So many studies have biased samples. One example that affects many people daily concerns the typical office temperature. My wife, and many other women, are cold at work. Most office buildings in the US are heated according to standards based on Fanger’s thermal comfort equation. This equation was based on studies done on offices filled with men back in the 1960s. Men typically like colder temperatures than women.
Chapter 7: Demand Transparency When The Computers Say No
I often wonder if the algorithms might enforce the systemic biases in the data sets they were trained with. I see making algorithms transparent as a major research area in the next few years.

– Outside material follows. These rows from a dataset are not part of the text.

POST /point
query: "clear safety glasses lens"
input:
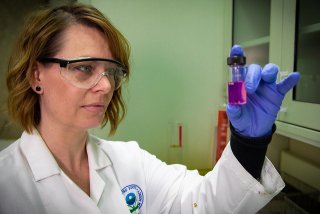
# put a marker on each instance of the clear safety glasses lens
(87, 72)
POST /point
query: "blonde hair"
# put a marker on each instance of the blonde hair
(41, 37)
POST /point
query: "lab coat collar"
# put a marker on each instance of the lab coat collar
(97, 161)
(40, 159)
(42, 162)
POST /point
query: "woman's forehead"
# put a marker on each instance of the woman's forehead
(83, 41)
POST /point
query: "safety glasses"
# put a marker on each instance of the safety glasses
(86, 72)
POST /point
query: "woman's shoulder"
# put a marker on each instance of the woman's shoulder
(118, 149)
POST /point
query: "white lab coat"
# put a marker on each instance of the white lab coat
(31, 182)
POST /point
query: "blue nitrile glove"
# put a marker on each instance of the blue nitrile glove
(264, 98)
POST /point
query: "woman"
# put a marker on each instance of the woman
(65, 77)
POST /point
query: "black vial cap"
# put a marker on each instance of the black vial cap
(238, 60)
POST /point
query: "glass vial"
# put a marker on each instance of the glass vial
(236, 85)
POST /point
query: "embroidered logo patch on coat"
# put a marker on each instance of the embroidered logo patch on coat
(133, 196)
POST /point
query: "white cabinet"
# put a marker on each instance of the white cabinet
(287, 33)
(297, 48)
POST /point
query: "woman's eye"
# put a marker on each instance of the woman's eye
(83, 68)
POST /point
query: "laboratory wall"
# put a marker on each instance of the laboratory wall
(178, 55)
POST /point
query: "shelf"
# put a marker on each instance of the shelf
(311, 29)
(255, 42)
(302, 134)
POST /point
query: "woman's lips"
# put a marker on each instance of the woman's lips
(95, 107)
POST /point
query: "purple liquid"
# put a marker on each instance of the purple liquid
(237, 93)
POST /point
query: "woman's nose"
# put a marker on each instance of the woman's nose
(104, 84)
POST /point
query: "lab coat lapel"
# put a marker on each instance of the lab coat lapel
(105, 188)
(48, 180)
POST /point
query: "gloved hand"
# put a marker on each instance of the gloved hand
(264, 98)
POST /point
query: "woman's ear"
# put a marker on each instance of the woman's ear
(35, 79)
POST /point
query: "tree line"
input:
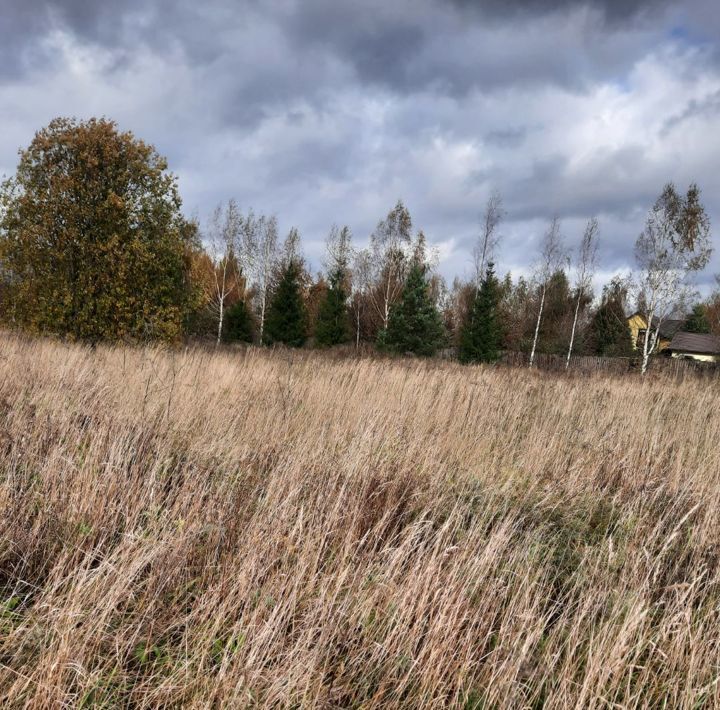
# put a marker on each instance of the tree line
(94, 247)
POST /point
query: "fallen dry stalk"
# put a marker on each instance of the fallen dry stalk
(250, 530)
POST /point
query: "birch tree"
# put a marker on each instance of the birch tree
(488, 238)
(587, 258)
(260, 255)
(389, 246)
(222, 238)
(361, 284)
(551, 257)
(673, 246)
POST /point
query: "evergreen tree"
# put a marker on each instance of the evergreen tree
(609, 332)
(415, 325)
(238, 323)
(333, 325)
(287, 317)
(481, 333)
(698, 321)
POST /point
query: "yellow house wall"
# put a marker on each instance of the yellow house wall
(697, 356)
(638, 323)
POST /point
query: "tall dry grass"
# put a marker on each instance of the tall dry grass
(256, 530)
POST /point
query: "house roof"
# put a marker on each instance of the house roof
(695, 343)
(670, 326)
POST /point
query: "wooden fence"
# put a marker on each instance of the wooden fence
(585, 364)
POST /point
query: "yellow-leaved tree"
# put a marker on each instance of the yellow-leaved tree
(93, 245)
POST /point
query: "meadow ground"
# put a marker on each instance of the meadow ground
(254, 529)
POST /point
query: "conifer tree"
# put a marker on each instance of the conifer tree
(238, 323)
(415, 325)
(481, 333)
(333, 325)
(698, 321)
(609, 332)
(287, 317)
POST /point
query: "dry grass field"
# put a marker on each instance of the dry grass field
(253, 529)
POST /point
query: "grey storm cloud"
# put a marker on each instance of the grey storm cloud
(327, 111)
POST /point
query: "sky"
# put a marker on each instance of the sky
(328, 111)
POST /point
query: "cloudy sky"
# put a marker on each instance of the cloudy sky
(328, 111)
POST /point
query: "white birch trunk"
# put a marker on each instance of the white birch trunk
(537, 327)
(572, 332)
(220, 320)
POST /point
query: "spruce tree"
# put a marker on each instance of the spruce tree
(333, 326)
(415, 325)
(481, 333)
(238, 325)
(287, 317)
(698, 321)
(609, 332)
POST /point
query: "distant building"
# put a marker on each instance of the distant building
(695, 346)
(637, 324)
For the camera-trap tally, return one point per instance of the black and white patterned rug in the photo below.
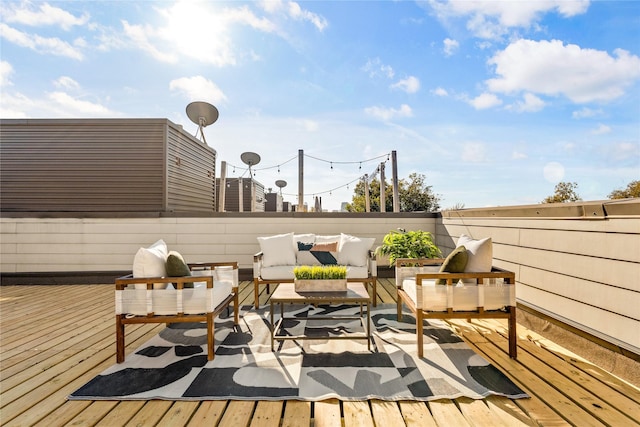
(173, 365)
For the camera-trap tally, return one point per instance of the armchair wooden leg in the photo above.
(119, 339)
(374, 284)
(513, 334)
(210, 337)
(420, 333)
(256, 294)
(236, 309)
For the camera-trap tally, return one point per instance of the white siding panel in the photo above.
(609, 326)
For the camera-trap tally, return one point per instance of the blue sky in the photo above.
(493, 101)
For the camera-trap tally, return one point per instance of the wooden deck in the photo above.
(56, 338)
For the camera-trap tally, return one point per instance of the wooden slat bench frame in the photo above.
(480, 313)
(178, 282)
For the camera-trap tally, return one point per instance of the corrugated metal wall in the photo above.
(192, 169)
(103, 165)
(232, 195)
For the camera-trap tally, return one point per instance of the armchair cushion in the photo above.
(151, 262)
(278, 250)
(480, 254)
(454, 263)
(177, 267)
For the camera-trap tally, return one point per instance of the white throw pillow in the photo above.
(353, 250)
(278, 250)
(480, 254)
(151, 262)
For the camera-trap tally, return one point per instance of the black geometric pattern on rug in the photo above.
(174, 366)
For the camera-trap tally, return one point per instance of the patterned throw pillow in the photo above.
(318, 253)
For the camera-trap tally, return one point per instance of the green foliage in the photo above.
(565, 192)
(632, 190)
(408, 244)
(315, 272)
(413, 195)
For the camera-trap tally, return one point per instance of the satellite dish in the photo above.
(250, 158)
(203, 114)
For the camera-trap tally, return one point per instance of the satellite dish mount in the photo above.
(203, 114)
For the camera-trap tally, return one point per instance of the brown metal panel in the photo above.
(101, 165)
(191, 173)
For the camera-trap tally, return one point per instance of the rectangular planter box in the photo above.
(328, 285)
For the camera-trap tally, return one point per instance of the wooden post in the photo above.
(394, 168)
(240, 195)
(300, 181)
(367, 197)
(223, 186)
(383, 189)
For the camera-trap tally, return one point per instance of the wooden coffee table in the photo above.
(356, 293)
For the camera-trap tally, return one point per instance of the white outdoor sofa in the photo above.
(280, 254)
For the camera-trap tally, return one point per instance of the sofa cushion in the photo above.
(480, 254)
(454, 263)
(151, 262)
(278, 250)
(317, 254)
(354, 250)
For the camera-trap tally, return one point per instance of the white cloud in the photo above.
(375, 67)
(553, 172)
(198, 88)
(474, 152)
(293, 10)
(389, 113)
(310, 125)
(601, 130)
(582, 75)
(195, 30)
(484, 101)
(450, 46)
(296, 12)
(65, 82)
(440, 92)
(410, 85)
(73, 107)
(585, 113)
(518, 155)
(24, 13)
(6, 70)
(491, 19)
(43, 45)
(529, 104)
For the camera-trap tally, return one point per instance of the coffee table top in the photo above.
(285, 292)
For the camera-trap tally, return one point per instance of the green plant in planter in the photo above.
(408, 244)
(320, 272)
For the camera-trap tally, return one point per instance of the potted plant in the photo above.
(408, 244)
(320, 278)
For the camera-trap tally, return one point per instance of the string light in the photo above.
(331, 162)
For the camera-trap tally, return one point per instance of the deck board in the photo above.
(55, 338)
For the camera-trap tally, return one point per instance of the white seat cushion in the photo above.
(461, 297)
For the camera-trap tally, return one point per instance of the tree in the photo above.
(414, 195)
(565, 192)
(632, 190)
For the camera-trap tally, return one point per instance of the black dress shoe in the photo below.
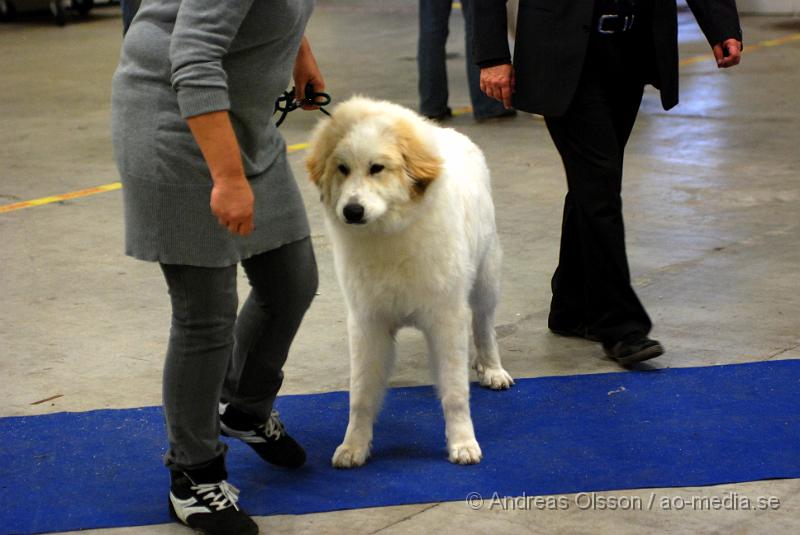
(579, 331)
(505, 114)
(633, 350)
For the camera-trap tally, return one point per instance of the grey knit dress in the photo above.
(182, 58)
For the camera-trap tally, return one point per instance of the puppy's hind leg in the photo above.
(483, 301)
(372, 350)
(448, 340)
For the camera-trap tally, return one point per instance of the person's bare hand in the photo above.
(232, 204)
(498, 83)
(734, 53)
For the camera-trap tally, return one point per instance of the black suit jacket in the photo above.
(552, 38)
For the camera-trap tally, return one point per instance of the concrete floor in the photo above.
(711, 197)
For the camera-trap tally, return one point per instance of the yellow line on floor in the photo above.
(691, 60)
(94, 191)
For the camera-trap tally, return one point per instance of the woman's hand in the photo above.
(306, 71)
(232, 204)
(231, 195)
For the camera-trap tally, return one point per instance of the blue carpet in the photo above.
(550, 435)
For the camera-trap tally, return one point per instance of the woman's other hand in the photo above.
(232, 204)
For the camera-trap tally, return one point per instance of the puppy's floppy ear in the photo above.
(422, 162)
(321, 145)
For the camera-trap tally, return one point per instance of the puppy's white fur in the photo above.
(424, 254)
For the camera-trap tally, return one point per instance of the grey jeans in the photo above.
(214, 355)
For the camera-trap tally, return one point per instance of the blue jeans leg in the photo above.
(434, 16)
(482, 105)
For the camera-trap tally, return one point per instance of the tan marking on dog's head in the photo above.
(423, 165)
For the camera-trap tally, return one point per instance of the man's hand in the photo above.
(728, 53)
(232, 204)
(306, 71)
(498, 83)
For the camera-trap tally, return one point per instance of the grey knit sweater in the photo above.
(182, 58)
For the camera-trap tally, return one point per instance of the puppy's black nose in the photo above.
(353, 212)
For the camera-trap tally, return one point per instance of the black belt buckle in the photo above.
(611, 24)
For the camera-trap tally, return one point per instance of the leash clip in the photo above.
(290, 102)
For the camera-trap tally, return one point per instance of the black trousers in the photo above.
(591, 285)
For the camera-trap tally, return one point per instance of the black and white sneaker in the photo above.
(209, 507)
(268, 439)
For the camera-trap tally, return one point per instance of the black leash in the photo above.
(311, 98)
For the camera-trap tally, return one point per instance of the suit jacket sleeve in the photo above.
(490, 41)
(718, 19)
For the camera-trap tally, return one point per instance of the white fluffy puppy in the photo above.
(411, 219)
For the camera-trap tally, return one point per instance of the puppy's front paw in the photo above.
(350, 456)
(467, 452)
(494, 378)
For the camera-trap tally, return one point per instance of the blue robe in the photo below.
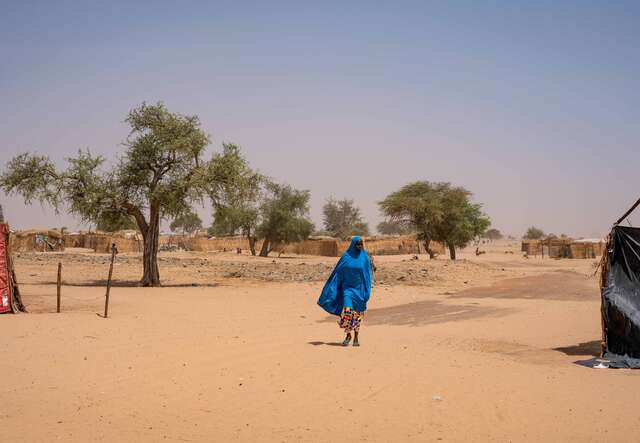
(349, 285)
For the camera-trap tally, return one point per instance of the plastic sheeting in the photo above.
(621, 298)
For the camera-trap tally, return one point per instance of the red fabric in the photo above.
(5, 288)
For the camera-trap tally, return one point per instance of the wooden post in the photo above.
(59, 285)
(114, 251)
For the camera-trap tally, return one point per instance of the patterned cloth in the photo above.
(350, 319)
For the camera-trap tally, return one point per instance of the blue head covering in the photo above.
(350, 282)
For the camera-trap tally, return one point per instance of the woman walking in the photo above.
(348, 289)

Chapter 8: Don’t Take The Statistical Bedrock for Granted
We recently experienced the lack of a statistical bedrock with COVID. The Director of the CDC has spoken about their need to improve their testing and surveillance after decades of neglect. CDC did not have the infrastructure to provide actionable information to the US population. People had to depend on universities like Johns Hopkins and the University of Washington for information. This is not ideal because we need national standards to gather data so that we know what we have (see Chapter 3).
this is such a great write-up! your points on Chapter 6 also remind me of some of the smaller annoyances I often deal with – cell phones are too large for me to use with one hand, and pants pockets for women either don’t exist, or are too small to be useful (this graphic on women’s pants pockets from The Pudding remains one of my favorites).
re: Chapter 7 I’m super curious if we’ll dig into this a lot more with our December book, Atlas of AI! I think there’s a lot to unpack here, and it’s worth getting a handle on!